November 21, 2011 - 09:48 AMT
Arab League rejects Syria’s request to amend plans for monitors

The Arab League rejected a request by Damascus to amend plans for a 500-strong monitoring mission to Syria, and President Bashar al Assad said he would not bow to international pressure to stop a crackdown against protesters.

Reuters reports that within hours of Assad ignoring a deadline to halt the bloody crackdown, residents said two rocket-propelled grenades hit a major ruling party building in Damascus on Sunday, November 20, the first such reported attack by insurgents inside the capital.

Confronted since March by street demonstrations against 41 years of rule by his family, Assad said he had no choice but to pursue his crackdown on unrest because his foes were armed.

“The conflict will continue and the pressure to subjugate Syria will continue.
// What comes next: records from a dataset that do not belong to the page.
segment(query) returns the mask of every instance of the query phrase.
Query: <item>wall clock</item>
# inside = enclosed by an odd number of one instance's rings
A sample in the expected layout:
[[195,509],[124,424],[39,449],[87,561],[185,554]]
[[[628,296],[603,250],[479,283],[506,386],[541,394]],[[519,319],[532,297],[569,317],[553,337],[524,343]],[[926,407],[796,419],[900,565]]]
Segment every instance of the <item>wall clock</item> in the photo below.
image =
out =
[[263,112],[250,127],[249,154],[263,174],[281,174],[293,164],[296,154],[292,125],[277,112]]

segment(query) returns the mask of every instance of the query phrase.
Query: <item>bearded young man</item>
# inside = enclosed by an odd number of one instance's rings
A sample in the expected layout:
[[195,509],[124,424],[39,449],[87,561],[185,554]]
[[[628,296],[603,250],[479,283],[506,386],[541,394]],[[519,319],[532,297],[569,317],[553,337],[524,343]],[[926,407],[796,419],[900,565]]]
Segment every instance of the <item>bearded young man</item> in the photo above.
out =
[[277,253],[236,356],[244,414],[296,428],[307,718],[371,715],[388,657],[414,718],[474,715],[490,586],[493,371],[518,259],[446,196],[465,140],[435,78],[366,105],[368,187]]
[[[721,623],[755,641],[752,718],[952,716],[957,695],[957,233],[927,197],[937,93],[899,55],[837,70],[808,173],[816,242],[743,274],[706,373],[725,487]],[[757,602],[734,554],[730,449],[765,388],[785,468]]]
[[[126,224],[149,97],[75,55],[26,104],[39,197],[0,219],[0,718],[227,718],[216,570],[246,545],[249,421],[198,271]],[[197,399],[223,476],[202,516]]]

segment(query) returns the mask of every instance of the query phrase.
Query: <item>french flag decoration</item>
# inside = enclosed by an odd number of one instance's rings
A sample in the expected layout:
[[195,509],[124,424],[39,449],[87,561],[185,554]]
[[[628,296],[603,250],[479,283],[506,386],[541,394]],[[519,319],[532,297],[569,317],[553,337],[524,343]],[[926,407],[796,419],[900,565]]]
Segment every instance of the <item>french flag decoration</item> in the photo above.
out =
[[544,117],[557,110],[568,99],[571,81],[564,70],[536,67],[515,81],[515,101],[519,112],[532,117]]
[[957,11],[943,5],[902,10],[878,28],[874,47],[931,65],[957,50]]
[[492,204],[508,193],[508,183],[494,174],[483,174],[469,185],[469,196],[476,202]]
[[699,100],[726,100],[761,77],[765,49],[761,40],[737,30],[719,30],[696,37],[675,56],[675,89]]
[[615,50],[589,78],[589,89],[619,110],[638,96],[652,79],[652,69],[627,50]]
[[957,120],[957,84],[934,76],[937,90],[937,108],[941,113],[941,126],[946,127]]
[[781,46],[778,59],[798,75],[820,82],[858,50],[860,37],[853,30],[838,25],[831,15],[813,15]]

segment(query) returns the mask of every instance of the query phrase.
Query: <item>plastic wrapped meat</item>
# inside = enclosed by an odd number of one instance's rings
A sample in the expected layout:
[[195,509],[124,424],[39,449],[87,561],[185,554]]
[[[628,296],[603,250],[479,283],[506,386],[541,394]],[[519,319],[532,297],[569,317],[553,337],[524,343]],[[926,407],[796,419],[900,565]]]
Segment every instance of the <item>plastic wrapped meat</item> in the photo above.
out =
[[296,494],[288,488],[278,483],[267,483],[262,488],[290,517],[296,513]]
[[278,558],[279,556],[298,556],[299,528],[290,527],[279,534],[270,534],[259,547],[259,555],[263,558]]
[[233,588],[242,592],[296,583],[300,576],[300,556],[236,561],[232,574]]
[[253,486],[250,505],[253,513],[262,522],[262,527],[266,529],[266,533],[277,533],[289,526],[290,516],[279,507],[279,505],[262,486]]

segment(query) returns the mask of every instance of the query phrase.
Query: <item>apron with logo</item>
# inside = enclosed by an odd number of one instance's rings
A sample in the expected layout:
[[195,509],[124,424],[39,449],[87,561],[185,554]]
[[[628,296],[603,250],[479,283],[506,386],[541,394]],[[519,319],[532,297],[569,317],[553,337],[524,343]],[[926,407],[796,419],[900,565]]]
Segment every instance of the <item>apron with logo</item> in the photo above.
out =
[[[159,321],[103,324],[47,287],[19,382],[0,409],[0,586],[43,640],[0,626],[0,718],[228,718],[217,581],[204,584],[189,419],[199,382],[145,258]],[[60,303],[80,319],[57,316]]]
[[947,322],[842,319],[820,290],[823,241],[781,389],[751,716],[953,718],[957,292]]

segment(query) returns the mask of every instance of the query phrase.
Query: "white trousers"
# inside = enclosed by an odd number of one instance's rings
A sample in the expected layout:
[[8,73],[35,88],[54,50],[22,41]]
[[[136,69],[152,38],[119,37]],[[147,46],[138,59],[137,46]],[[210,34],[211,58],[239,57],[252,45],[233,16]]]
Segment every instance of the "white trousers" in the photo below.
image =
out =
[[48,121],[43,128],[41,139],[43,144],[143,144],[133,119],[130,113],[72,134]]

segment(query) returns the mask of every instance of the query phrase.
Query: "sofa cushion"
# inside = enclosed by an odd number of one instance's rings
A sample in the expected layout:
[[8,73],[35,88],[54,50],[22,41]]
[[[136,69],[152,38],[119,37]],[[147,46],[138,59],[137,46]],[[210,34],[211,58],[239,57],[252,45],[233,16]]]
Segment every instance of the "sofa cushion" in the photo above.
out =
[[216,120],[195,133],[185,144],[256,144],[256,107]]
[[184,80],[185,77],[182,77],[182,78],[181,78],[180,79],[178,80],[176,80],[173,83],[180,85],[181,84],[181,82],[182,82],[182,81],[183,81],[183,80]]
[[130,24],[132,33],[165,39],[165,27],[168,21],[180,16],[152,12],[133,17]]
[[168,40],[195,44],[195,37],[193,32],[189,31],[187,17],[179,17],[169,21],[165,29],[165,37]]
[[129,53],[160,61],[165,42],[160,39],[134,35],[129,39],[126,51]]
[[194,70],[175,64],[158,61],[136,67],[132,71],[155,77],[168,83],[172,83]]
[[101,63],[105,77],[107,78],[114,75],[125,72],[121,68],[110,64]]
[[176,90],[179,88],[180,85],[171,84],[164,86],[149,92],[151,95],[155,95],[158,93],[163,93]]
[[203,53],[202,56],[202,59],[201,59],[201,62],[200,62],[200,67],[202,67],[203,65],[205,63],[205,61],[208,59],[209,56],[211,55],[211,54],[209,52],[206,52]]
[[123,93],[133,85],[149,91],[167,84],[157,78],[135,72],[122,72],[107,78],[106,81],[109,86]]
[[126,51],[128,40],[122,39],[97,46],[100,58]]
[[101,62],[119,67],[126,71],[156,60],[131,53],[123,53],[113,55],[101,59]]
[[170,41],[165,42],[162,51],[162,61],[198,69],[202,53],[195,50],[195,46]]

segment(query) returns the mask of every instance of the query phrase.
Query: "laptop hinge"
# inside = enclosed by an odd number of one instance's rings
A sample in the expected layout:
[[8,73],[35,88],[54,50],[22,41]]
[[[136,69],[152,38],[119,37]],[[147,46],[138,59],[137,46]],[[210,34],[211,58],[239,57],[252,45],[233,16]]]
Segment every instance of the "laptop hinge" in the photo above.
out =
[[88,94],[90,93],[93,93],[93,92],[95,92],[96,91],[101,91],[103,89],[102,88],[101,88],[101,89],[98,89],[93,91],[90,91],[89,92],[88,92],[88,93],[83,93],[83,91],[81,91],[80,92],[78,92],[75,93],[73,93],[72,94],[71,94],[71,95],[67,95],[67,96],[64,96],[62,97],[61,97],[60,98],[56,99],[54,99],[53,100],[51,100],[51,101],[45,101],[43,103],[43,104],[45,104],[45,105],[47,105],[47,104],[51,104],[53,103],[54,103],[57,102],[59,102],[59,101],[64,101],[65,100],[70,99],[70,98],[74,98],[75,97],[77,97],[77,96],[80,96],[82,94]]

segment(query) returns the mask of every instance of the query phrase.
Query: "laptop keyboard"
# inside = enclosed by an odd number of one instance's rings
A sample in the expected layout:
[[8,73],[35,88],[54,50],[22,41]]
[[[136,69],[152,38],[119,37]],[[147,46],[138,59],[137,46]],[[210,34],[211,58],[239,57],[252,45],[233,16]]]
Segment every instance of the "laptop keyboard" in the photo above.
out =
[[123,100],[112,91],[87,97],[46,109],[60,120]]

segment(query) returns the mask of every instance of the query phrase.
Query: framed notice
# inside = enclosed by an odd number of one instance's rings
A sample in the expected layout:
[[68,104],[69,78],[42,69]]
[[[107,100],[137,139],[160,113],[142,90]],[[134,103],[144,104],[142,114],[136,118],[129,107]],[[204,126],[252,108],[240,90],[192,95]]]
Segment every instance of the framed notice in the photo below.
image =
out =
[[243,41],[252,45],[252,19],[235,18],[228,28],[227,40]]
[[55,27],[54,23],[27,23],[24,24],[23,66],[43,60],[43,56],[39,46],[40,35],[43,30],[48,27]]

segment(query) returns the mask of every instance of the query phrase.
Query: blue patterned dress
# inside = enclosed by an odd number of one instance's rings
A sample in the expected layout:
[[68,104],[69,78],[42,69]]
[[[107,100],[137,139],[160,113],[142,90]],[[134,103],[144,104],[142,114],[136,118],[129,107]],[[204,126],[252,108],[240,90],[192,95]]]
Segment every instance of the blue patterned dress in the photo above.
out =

Syria will not bow down,” he told Britain’s Sunday Times newspaper.

The Arab League, alarmed at the mounting death toll in Syria, rejected Damascus’s request to alter a plan for the fact-finding mission, which would include military personnel and human rights experts.

“The additions requested by the Syrian counterpart affect the heart of the protocol and fundamentally change the nature of the mission,” Arab League Secretary General Nabil Elaraby said in a letter to the Syrian government.

Syria’s Foreign Minister Walidal Moualem said the plan as it stood compromised the country’s sovereignty but Damascus had not rejected the mission

Moualem said the proposed mission had “pervasive jurisdiction that reaches the level of … violating Syrian sovereignty” and that he would send the Arab League a letter with questions about its role.

“We will reply to the Arab League secretary general by responsibly presenting a number of queries,” he told a televised news conference in the Syrian capital.